Hurricane Florence, a category 4 storm is predicted to hit the U.S. east coast sometime Thursday. The storm’s trajectory shows that it is on course to make landfall as a major storm — thrashing coastal areas stretching from South Carolina to northern Virginia with heavy rain, and life-threatening storm surge. More than a million people have been ordered to evacuate from these states ahead of the storm.
Florence's center that is the eye of the storm had maximum sustained winds of 140 mph or 225km per hour. The storm is expected to only get stronger, the National Hurricane Center said in its latest update at 5PM ET, “Florence is expected to be an extremely dangerous major hurricane through Thursday.” That’s unusual, for a storm to be so intense so far north, says Marshall Shepherd, director of the University of Georgia’s atmospheric sciences programme.
— NOAA Satellites PA (@NOAASatellitePA) September 10, 2018
Meteorologists rely on the Saffir-Simpson Hurricane Wind Scale to help the common man understand the magnitude of a storm/ hurricane’s impact. The Saffir-Simpson Hurricane Wind Scale is a 1 to 5 rating based on a hurricane's sustained wind speed.
According to the U.S. National Hurricane Centre, a Category 4 storm can cause severe damage to well-built framed homes. Most trees will be snapped or uprooted and power poles downed. Fallen trees and power poles will isolate residential areas. Power outages will last weeks to possibly months. Most of the area will be uninhabitable for weeks or months due to flooding.
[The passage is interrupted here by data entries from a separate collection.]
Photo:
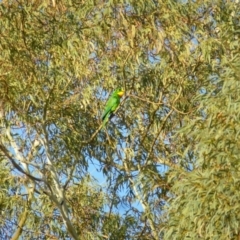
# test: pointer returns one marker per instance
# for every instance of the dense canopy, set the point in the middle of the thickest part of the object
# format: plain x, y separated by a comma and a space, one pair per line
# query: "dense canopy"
166, 166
Marshall Shepherd says that according to the weather reports, Hurricane Florence also looks on course to give a one-two punch to the U.S. east coast. What he means is that after making land-fall the hurricane will keep churning over the coast for atleast a day before dissipating – which means these areas can see rainfall of up to three feet. The hurricane will also cause a huge storm surge i.e. push a massive wall of water from the ocean onto the land simultaneously pushing back river water that empties into the ocean.
It is peak hurricane season in the Atlantic Ocean. In September, the Atlantic Ocean is the hottest it gets all year — when it’s most conducive to hurricane formation. Along with Florence, there are two more storms churning – Hurricane Isaac and Helene.